«Once upon a time in Hollywood»

Alle 20:00. Tutte le sere Locarno “apre” alle 20:00, d’accordo. Ma non ci ricordiamo di aver visto mai un serpentone di un chilometro che dalla Rotonda arriva all’ingresso della Piazza Grande ben prima delle 19:00. Tre ore prima dell’inizio di Once upon a time in Hollywood abbiamo capito di aver fatto bene a non arrivare all’ultimo momento ai cancelli. “Perché stasera c’è Tarantino”, e quindi la musica cambia. Sei già fortunato se riesci a sederti su una sedia rotta in terzultima fila (e le fila sono centinaia, con undicimila persone a occupare la piazza e il Fevi). In effetti sono bastati due minuti di film per sciogliere il magone provocatoci dall’assenza, sul palco leopardato, di Quentin Tarantino, tra i più immensi registi dei nostri tempi. Ma al piglio intellettuale di Locarno ha preferito Roma, lui, dove promuoveva l’uscita nelle sale di questo suo nono incredibile film. Cui dovrebbe seguire l’ultimo, l’addio alla carriera. Ma come, se già questo film è saturo di Tarantino quasi fosse già un testamento. Metacinematografico: che parla di cinema, di show business hollywoodiano, che parla di sé, Tarantino, dei suoi amori, a partire da quello, sconfinato, per gli spaghetti western, per Sergio Leone (qui dietro pseudonimo), per lo splatter. Per il grande cinema, soprattutto, quello che racconta storie (sia ringraziato il Cielo) e sa divertire grazie a sceneggiature originali, completamente nuove, mai viste né lette o sentite. Le quasi tre ore di spassosissimo film sono puntellate di ogni sorta di dettaglio riesumato dal vintage e rimesso al suo posto, su qualunque centimetro di schermo rivolgiamo gli occhi. Il prodotto vincente che ne esce è la miglior miscela di colonna sonora (spaziale), fotografia e scenografia finora messi in campo dal regista di Knoxville. Non c’è un angolino di Once upon a time in Hollywood che non sia interamente spalmato delle sue cifre. È come vedere Quentin Tarantino fatto film. O un film antropomorfo, che ti cammina a fianco e ti lascia senza fiato.

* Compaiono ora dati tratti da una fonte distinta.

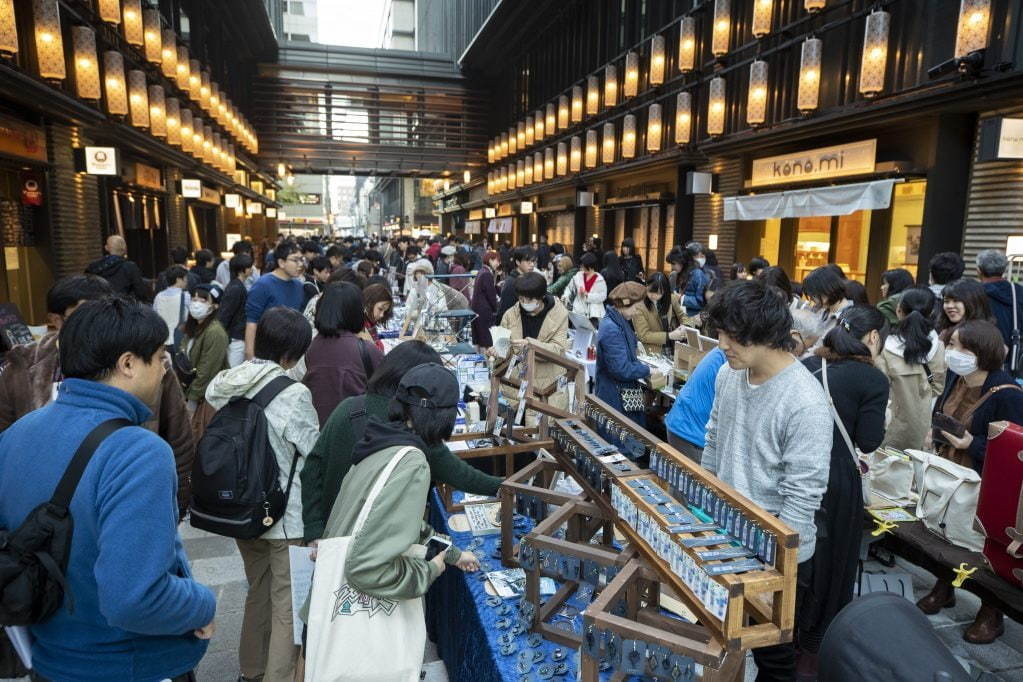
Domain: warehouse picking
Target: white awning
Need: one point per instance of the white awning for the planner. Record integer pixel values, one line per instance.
(836, 200)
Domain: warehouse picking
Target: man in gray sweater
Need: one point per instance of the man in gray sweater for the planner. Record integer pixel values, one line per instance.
(769, 434)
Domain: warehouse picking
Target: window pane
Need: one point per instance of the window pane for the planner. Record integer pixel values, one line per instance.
(907, 219)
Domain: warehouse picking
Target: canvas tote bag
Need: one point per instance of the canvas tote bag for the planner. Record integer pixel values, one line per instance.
(948, 495)
(353, 636)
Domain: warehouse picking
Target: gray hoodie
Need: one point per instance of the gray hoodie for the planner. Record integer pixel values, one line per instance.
(293, 427)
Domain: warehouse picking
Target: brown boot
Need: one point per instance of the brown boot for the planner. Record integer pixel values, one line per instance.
(942, 595)
(987, 627)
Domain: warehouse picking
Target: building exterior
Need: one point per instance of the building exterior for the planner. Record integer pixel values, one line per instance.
(125, 118)
(802, 131)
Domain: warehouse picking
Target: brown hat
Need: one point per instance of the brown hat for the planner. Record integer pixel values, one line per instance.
(627, 293)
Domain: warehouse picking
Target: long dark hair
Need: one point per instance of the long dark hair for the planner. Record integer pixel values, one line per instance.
(917, 307)
(971, 293)
(658, 282)
(843, 342)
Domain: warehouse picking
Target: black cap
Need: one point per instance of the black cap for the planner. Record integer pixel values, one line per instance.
(429, 384)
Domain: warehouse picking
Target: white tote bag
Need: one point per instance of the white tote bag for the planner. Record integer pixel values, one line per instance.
(948, 501)
(353, 636)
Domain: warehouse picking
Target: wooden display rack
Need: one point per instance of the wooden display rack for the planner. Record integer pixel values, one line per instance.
(640, 588)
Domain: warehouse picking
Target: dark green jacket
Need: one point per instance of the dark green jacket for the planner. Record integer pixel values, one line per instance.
(329, 461)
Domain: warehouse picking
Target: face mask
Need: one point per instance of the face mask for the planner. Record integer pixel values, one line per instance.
(199, 310)
(530, 307)
(960, 362)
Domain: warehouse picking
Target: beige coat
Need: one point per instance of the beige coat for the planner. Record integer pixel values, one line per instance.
(553, 336)
(912, 395)
(648, 325)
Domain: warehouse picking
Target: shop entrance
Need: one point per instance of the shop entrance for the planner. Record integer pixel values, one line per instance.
(863, 243)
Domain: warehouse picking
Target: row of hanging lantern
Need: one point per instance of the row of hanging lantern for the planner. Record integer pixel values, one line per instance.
(574, 154)
(129, 94)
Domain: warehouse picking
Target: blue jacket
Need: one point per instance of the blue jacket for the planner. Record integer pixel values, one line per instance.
(688, 416)
(694, 297)
(135, 602)
(617, 364)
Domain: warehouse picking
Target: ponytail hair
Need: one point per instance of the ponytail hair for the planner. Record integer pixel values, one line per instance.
(843, 342)
(917, 306)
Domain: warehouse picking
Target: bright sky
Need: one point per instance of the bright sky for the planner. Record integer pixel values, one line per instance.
(351, 23)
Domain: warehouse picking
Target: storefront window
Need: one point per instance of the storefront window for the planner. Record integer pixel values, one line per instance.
(907, 220)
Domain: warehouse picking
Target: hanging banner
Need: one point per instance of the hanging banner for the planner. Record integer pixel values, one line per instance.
(837, 162)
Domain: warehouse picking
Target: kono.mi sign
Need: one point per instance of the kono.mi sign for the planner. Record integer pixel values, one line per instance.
(823, 164)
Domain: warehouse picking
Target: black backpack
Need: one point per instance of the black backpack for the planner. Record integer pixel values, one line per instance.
(34, 557)
(235, 482)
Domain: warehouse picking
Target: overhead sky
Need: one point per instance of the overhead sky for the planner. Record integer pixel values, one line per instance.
(351, 23)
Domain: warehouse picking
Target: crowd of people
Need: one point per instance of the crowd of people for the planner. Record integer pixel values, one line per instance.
(804, 376)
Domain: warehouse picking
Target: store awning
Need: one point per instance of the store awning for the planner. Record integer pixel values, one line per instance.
(836, 200)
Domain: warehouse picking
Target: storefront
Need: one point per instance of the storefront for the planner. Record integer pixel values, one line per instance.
(860, 205)
(25, 224)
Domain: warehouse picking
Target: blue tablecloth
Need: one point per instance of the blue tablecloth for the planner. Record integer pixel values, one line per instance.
(464, 627)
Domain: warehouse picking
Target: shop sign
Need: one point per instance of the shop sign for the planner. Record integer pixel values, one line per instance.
(101, 161)
(191, 189)
(837, 162)
(20, 139)
(147, 176)
(1001, 139)
(32, 190)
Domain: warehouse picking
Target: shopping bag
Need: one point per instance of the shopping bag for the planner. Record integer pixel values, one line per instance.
(356, 637)
(947, 503)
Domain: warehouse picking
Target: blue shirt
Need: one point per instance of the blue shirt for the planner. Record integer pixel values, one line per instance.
(270, 291)
(688, 416)
(135, 602)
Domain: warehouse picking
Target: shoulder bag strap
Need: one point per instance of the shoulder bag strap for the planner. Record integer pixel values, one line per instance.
(983, 399)
(837, 417)
(271, 390)
(367, 366)
(377, 487)
(69, 482)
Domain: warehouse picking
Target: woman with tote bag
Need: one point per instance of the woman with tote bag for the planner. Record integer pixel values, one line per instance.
(365, 608)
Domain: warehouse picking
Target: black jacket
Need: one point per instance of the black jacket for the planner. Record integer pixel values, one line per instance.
(232, 309)
(1006, 405)
(123, 276)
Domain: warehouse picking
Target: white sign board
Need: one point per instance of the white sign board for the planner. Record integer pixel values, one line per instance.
(100, 161)
(191, 189)
(821, 164)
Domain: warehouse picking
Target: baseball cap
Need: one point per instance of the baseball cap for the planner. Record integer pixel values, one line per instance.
(429, 384)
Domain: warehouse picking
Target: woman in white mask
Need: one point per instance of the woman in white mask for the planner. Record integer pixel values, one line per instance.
(978, 392)
(205, 342)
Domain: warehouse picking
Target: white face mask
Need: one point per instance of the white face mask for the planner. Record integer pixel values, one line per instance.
(530, 307)
(199, 309)
(961, 362)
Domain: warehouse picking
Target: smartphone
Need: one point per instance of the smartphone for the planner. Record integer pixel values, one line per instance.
(436, 545)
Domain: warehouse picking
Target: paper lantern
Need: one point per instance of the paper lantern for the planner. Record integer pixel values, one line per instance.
(683, 118)
(875, 60)
(654, 128)
(114, 79)
(87, 84)
(809, 76)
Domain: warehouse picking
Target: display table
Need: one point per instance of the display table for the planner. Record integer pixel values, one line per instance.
(916, 544)
(465, 628)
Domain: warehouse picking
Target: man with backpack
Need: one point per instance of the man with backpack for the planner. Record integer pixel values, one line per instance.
(125, 606)
(267, 422)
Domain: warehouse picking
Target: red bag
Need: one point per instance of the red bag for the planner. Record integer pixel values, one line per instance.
(999, 508)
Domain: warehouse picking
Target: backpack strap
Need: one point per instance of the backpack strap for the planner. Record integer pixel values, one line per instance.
(271, 390)
(69, 482)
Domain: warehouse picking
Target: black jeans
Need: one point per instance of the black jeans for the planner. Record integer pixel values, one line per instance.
(187, 677)
(777, 664)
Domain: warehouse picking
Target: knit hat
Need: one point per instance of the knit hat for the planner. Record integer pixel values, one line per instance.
(429, 384)
(627, 293)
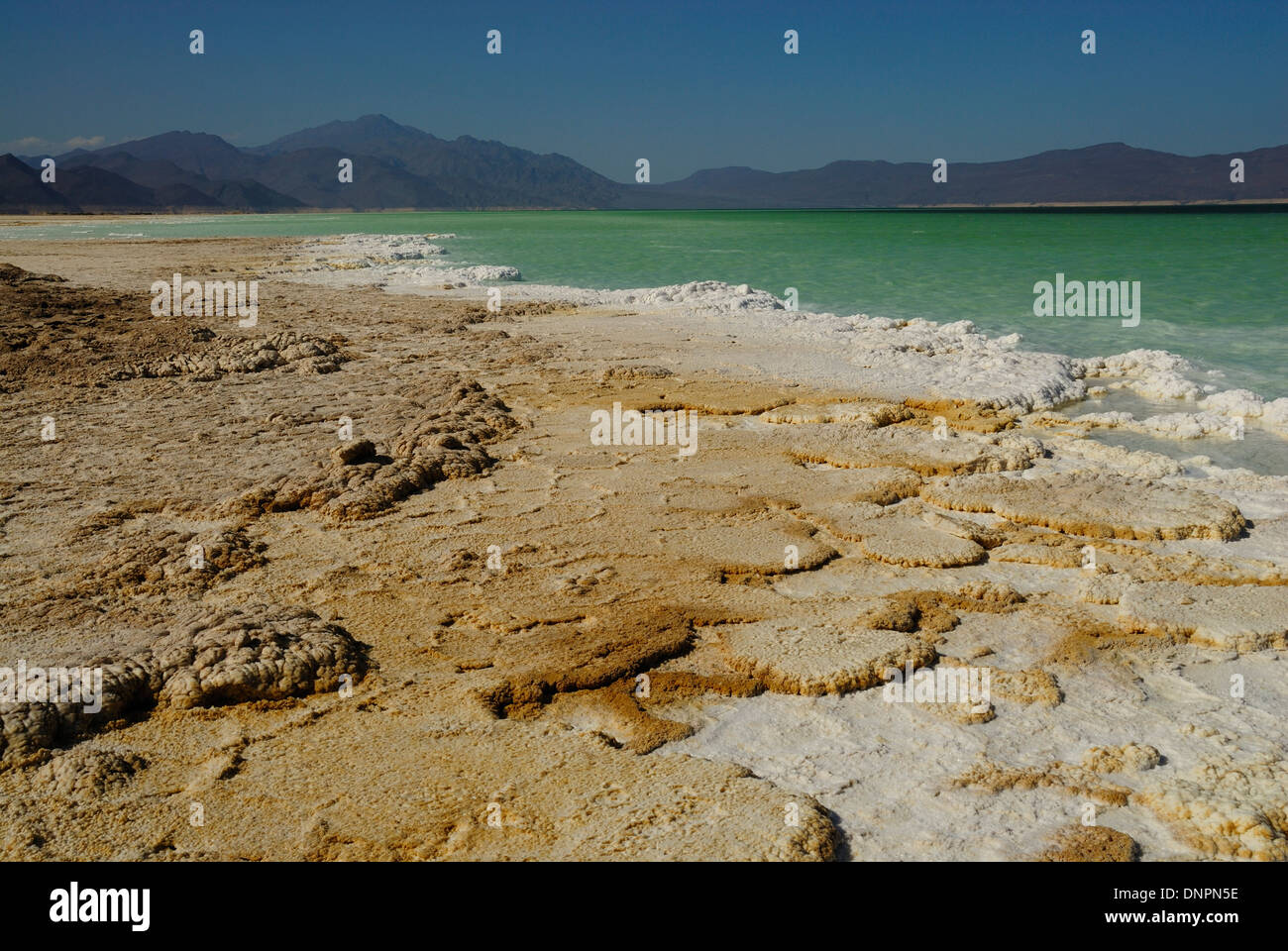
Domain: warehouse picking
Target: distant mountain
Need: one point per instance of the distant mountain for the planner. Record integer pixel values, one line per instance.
(1096, 174)
(397, 166)
(471, 172)
(21, 189)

La trama: c’è un attore (un grandissimo Leonardo Di Caprio), la sua controfigura (in forma anche Brad Pitt) e un produttore (Al Pacino) che si ritrovano al bar. “Tutto qui”. È il 1969, siamo a Los Angeles, la New (anche Hippie) Hollywood si sta materializzando, e allora tutto è possibile, comprese le cose brutte, come l’affacciarsi sulla scena di Charles Manson, reo di aver assassinato Sharon Tate (Margot Robbie) – moglie di Polanski – la cui minaccia si fa sentire (e vedere) in alcuni snodi significativi del film; e strabilianti, dal punto di vista della resa cinematografica. Il visionario regista di Pulp fiction, sfruttando il racconto del cinema nel cinema, medita sul passare del tempo inframmezzando alle scene d’azione o thriller o splatter minuti interi quasi contemplativi, elegiaci, dal potere catartico per alcuni personaggi come il vulnerabile attore di serie TV western Rick Dalton (Di Caprio). La sceneggiatura, colma di storiografia e rimandi alla cultura filmica di quegli anni, regge in misterioso equilibrio perfetto unicamente sul genio del regista: non si spiegherebbe altrimenti come le articolatissime vicende dei protagonisti si prendano a braccetto, facciano un miglio insieme, si sciolgano “per sempre”, si reincastrino alla perfezione, divorzino ancora, poi di nuovo “a letto insieme”, addio, arrivederci, ma sì, ma no, ancora. E poi i 35mm: anche Piazza Grande puzzava di pellicola sabato sera, un profumo che il cervello dei cinefili auto sprigiona a comando davanti a un masterpiece. Applausi a scena aperta anche sotto l’acqua.